Refinement of the rKLi8.3-Based Serodiagnostic ELISA Allows Detection of Canine Leishmaniosis in Dogs with Low Antibody Titers
Henrique C. Teixeira,
Giulia P. C. Valle,
Rouzbeh Mahdavi,
Priscila S. M. Dias,
Erick E. de Oliveira,
Cristina P. Aira,
Daniela Heinz,
Andreas Latz,
Marta de Lana,
Fernanda N. Morgado,
Renato Porrozzi,
Ulrich Steinhoff
Affiliations
Henrique C. Teixeira
Departament of Parasitology, Microbiology and Immunology, Institute of Biological Sciences, Federal University of Juiz de Fora, Juiz de Fora 36036-900, MG, Brazil
Giulia P. C. Valle
Departament of Parasitology, Microbiology and Immunology, Institute of Biological Sciences, Federal University of Juiz de Fora, Juiz de Fora 36036-900, MG, Brazil
Rouzbeh Mahdavi
Institute for Medical Microbiology, Philipps University of Marburg, 35043 Marburg, Germany
Priscila S. M. Dias
Departament of Parasitology, Microbiology and Immunology, Institute of Biological Sciences, Federal University of Juiz de Fora, Juiz de Fora 36036-900, MG, Brazil
Erick E. de Oliveira
Departament of Parasitology, Microbiology and Immunology, Institute of Biological Sciences, Federal University of Juiz de Fora, Juiz de Fora 36036-900, MG, Brazil
Cristina P. Aira
Gold Standard Diagnostics Madrid S.A. (GSD Madrid), 28037 Madrid, Spain
Daniela Heinz
Gold Standard Diagnostics Frankfurt (GSD Frankfurt), 63128 Dietzenbach, Germany
Andreas Latz
Gold Standard Diagnostics Frankfurt (GSD Frankfurt), 63128 Dietzenbach, Germany
Marta de Lana
Department of Clinical Analysis, School of Pharmacy, Federal University of Ouro Preto, Ouro Preto 35400-000, MG, Brazil
Fernanda N. Morgado
Immunoparasitology Laboratory, Oswaldo Cruz Institute, Fiocruz, Rio de Janeiro 21040-900, RJ, Brazil
Renato Porrozzi
Protozoology Laboratory, Oswaldo Cruz Institute, Fiocruz, Rio de Janeiro 21040-900, RJ, Brazil
Ulrich Steinhoff
Institute for Medical Microbiology, Philipps University of Marburg, 35043 Marburg, Germany
The diagnosis of canine leishmaniasis (CanL) still represents a challenge due to the variable clinical manifestations and the large number of asymptomatic dogs.
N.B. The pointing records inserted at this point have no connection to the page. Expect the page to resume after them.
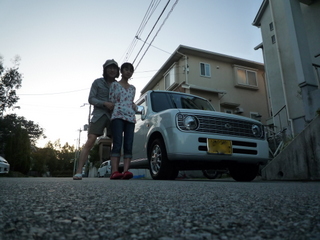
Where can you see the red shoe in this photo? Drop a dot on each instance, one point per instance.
(116, 175)
(127, 175)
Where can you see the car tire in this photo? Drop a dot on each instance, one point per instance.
(244, 172)
(211, 173)
(159, 165)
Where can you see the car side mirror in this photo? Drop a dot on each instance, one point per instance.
(140, 110)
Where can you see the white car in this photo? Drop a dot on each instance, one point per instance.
(4, 165)
(104, 169)
(178, 131)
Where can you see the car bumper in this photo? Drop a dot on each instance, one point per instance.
(193, 146)
(4, 168)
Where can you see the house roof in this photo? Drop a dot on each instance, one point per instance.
(184, 51)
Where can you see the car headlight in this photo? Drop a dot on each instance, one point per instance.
(190, 122)
(256, 130)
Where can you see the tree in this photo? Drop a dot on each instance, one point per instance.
(11, 121)
(17, 149)
(10, 81)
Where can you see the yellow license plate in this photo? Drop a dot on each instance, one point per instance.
(217, 146)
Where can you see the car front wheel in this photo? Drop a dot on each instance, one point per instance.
(160, 167)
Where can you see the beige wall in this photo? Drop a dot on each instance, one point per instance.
(222, 79)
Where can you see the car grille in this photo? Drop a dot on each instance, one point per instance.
(222, 126)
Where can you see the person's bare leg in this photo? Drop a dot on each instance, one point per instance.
(115, 164)
(85, 151)
(126, 164)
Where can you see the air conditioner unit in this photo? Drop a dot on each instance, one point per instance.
(238, 110)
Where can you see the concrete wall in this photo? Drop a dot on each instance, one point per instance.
(300, 160)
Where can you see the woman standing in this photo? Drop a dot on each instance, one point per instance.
(122, 121)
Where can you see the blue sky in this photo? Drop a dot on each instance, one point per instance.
(63, 45)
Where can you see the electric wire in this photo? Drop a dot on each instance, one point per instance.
(173, 6)
(150, 31)
(152, 7)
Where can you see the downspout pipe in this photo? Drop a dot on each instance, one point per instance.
(186, 66)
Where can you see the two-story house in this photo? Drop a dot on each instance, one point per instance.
(231, 84)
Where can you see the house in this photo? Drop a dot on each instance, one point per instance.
(231, 84)
(290, 32)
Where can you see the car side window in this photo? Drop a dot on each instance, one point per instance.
(160, 102)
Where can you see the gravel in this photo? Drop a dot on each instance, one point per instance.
(98, 208)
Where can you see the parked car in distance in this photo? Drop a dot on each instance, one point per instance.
(177, 131)
(104, 169)
(4, 165)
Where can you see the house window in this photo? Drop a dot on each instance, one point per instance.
(205, 70)
(271, 26)
(169, 78)
(246, 77)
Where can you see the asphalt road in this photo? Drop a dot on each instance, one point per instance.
(99, 208)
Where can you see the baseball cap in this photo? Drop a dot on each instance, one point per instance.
(110, 62)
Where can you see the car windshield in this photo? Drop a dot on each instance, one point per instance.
(162, 101)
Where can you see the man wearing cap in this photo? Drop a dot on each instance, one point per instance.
(101, 114)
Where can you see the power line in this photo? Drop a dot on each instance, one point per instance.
(173, 6)
(40, 94)
(151, 31)
(152, 7)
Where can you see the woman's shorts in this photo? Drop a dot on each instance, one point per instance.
(97, 127)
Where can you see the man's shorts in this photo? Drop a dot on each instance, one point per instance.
(97, 127)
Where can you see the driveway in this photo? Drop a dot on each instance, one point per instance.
(98, 208)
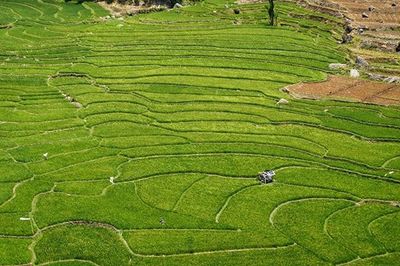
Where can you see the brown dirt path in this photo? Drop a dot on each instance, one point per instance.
(348, 89)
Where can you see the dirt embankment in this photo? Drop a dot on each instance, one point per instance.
(348, 89)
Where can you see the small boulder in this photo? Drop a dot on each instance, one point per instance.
(376, 77)
(392, 79)
(354, 73)
(282, 101)
(346, 38)
(177, 5)
(348, 28)
(361, 62)
(335, 66)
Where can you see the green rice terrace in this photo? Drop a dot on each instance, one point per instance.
(139, 140)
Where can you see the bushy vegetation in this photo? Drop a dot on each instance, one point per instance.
(138, 141)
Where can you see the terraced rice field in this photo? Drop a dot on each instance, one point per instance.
(138, 141)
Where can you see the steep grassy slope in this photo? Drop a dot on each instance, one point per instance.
(180, 109)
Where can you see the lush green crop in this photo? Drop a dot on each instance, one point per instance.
(138, 141)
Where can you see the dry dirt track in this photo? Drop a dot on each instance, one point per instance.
(343, 88)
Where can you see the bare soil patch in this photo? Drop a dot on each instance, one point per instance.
(120, 10)
(348, 89)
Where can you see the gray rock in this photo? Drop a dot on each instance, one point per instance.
(337, 66)
(393, 79)
(348, 28)
(346, 38)
(361, 62)
(282, 101)
(376, 77)
(354, 73)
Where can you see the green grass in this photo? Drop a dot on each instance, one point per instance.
(179, 107)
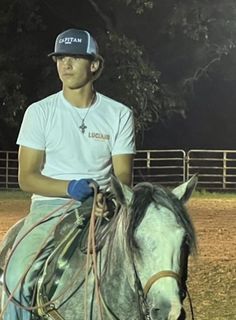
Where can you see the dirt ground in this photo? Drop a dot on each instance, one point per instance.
(212, 273)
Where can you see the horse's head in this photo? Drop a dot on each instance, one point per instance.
(159, 237)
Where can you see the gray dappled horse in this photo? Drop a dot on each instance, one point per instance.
(141, 260)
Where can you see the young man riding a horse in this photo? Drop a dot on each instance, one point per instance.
(68, 142)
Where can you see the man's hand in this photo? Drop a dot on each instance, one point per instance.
(101, 209)
(80, 189)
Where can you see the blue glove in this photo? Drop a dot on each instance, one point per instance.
(80, 189)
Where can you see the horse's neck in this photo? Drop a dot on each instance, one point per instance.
(118, 285)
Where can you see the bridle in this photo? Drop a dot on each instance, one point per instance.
(143, 291)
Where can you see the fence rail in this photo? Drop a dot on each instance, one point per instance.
(216, 168)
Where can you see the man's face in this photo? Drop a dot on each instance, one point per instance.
(75, 72)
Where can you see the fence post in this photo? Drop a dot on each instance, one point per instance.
(224, 169)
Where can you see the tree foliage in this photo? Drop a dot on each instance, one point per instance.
(156, 52)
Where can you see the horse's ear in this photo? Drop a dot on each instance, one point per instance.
(185, 190)
(122, 192)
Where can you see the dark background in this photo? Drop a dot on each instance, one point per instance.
(173, 48)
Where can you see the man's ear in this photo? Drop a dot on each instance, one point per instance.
(95, 64)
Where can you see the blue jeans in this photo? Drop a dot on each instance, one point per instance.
(24, 256)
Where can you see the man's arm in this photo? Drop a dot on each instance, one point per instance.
(123, 168)
(31, 179)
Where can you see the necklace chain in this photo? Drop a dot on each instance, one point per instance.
(83, 126)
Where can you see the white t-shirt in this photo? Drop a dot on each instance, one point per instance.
(52, 125)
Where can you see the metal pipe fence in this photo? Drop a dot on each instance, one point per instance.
(216, 168)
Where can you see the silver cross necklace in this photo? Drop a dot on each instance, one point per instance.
(83, 126)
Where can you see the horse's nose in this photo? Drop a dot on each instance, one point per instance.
(165, 311)
(161, 312)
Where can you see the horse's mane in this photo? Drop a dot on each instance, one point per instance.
(126, 221)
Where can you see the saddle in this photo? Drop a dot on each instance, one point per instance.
(70, 235)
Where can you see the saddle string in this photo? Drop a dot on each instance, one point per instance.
(11, 294)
Serological tests are most commonly used to detect infected animals, revealing anti-Leishmania antibodies, mainly of the IgG isotype. Recently, a new diagnostic antigen, rKLi8.3, containing 8.3 kinesin tandem repeats (TR) from a Leishmania infantum strain from Sudan, has been shown to provide excellent specificity and sensitivity for the detection of Leishmania-infected humans and dogs. However, asymptomatic animals with very low antibody titers are often difficult to detect by serodiagnosis. Thus, we wondered whether the addition of an anti-IgG-enhancing step in the protein A/G-based rKLi8.3-ELISA will improve the diagnostic performance without decreasing the specificity. For this, parasitologically confirmed CanL cases with low or high clinical scores, uninfected healthy controls and dogs with other infections were tested by rKLi8.3-ELISA as well as two different immunochromatographic rapid tests, rKLi8.3-lateral flow test (LFT) and Dual Path Platform (DPP®) based on the rK28 antigen. Our results show that the diagnostic accuracies of the rKLi8.3-ELISA and LFT were similar to that of DPP, missing several asymptomatic animals. However, the addition of a secondary, amplifying anti-dog IgG antibody in the protein A/G-based rKLi8.3-ELISA enabled the detection of nearly all asymptomatic dogs without compromising its specificity.